How are the Predict benchmarks calculated?

Dive into how we created the benchmarks from a dataset of a whopping 4197 images and 19096 AOIs!


The data consisted of 4197 images, which were each labeled to be included in one of the subcategories within the three main categories: Advertisement, Websites, or Products.

A total of 19096 Areas of Interest (AOIs) were drawn across the images. Each image had different relevant AOIs drawn on it, resulting in a different number of AOIs for the whole dataset as seen below: 

Each of these images with AOIs was run through the Predict platform to produce scores of Cognitive Demand, Focus, Clarity, Engagement, and for each AOI also the equivalent Attention score. 


The benchmarks were produced for the overall data set (regardless of category or subcategory), then by category and subcategory. 

First, the distribution of the scores was checked to see if the average would be representative of most scores, as seen by the histograms of the Predict metrics below. For the overall scores, the average (red vertical line) and the median (green vertical line) were produced to validate whether the data follows a normal distribution.

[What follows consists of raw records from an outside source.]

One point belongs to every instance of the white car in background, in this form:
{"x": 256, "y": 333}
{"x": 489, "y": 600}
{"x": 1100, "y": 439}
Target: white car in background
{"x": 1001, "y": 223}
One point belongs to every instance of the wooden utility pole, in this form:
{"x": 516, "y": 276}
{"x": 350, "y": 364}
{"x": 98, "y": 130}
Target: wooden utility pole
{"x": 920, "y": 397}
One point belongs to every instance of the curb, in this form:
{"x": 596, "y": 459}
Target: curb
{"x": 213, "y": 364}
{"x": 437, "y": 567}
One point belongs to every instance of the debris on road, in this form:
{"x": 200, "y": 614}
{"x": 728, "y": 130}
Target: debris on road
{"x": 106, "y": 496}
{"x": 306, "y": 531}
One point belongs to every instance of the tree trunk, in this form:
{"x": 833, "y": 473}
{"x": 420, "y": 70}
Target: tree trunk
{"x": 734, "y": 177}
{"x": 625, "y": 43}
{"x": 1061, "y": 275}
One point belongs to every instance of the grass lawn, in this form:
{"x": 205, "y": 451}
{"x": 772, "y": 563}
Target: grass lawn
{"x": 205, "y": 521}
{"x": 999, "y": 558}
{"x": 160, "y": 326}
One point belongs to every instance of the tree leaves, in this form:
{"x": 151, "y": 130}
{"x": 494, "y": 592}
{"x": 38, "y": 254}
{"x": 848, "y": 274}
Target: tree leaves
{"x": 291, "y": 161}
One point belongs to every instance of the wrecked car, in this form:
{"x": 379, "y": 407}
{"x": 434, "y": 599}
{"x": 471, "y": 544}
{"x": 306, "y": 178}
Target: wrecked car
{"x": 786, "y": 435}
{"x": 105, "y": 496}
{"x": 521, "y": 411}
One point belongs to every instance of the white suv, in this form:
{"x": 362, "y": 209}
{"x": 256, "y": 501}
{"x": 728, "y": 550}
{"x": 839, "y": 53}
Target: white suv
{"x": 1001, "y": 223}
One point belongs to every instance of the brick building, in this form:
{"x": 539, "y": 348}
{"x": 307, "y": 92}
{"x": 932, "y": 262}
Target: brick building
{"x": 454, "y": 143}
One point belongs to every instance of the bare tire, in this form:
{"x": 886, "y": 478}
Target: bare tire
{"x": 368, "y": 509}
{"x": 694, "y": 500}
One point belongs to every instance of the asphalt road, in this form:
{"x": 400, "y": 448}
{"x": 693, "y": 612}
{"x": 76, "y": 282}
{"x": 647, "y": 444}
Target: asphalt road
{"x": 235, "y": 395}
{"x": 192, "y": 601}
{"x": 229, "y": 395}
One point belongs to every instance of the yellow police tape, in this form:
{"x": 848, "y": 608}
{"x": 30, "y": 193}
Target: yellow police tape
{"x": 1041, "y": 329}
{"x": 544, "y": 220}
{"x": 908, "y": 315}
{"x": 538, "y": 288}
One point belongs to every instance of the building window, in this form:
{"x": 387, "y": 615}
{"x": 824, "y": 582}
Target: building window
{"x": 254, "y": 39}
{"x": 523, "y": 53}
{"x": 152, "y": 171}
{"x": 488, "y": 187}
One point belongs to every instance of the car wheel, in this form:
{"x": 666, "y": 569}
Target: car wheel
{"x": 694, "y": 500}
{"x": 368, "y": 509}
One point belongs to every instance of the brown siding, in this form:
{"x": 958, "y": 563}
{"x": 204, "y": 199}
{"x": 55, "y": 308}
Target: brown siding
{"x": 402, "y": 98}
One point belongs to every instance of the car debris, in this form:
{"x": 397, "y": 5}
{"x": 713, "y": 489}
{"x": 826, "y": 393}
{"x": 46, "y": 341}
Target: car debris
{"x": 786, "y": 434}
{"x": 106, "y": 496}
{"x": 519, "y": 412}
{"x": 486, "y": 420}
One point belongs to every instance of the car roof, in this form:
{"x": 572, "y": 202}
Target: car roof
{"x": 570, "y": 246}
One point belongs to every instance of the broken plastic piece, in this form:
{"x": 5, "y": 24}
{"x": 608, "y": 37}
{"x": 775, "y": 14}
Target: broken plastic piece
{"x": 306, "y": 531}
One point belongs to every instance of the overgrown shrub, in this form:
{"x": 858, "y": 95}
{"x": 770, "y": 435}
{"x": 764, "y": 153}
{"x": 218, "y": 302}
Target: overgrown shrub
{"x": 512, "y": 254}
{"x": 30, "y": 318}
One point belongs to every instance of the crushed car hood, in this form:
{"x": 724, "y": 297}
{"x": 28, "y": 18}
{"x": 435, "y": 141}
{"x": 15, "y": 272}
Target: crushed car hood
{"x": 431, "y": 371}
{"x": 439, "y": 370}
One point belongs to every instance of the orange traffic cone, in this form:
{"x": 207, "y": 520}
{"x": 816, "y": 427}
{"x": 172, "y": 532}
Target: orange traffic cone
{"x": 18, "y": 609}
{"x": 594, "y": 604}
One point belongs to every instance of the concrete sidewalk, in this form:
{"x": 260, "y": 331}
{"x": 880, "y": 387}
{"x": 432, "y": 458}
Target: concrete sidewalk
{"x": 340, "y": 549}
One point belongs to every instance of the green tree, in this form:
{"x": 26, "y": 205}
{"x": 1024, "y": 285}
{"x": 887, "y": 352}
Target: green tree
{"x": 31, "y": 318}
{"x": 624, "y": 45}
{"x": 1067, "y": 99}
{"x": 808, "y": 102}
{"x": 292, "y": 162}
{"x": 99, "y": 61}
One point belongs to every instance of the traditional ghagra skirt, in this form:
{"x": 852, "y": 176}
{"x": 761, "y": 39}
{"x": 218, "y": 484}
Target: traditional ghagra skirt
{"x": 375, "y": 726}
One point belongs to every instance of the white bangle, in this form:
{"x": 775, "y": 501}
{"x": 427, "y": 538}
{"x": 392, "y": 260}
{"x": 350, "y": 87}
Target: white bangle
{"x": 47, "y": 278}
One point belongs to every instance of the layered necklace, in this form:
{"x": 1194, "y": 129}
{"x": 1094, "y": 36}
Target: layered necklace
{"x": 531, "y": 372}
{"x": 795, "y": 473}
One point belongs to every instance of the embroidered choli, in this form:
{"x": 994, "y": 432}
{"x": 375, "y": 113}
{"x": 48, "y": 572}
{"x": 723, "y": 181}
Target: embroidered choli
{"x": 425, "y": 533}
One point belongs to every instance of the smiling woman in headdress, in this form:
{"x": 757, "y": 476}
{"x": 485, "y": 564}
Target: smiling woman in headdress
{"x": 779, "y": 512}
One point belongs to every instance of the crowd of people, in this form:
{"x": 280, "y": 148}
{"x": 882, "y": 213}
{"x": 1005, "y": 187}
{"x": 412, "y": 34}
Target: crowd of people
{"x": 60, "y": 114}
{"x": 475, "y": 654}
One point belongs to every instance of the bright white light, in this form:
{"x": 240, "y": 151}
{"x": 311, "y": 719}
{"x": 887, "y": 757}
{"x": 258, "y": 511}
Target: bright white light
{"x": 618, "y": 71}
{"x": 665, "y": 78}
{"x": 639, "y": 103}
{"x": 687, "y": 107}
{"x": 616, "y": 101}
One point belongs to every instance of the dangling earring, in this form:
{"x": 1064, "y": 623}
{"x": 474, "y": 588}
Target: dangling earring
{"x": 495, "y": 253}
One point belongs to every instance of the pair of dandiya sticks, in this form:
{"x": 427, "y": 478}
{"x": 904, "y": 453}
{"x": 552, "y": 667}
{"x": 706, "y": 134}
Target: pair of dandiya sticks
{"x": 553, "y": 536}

When the data follows a normal (bell-curve) distribution, then the majority of the data is near the average value. A good indicator of this is that the average and the median are the same value, or in our case close enough. If the average and the median were far apart, the benchmarks would not be guaranteed to be representative of the average scores for the industry. However, when the average and median are close, it means the benchmarks represent the range where most of the data points are, i.e. the average for the industry.

The data was then split into the different categories and subcategories. The benchmark of a category or subcategory was produced by calculating the average score together with the distribution (standard deviation) of the scores. The benchmark range was then calculated by subtracting the standard deviation from the average to get the lower end of the range, and adding the standard deviation to the average to get the upper end of the range. 

Because the benchmarks were calculated like this, you can conclude that a score within the benchmark range fits within the average scores of images within the given category, and a score that is not within the range is atypical for the industry.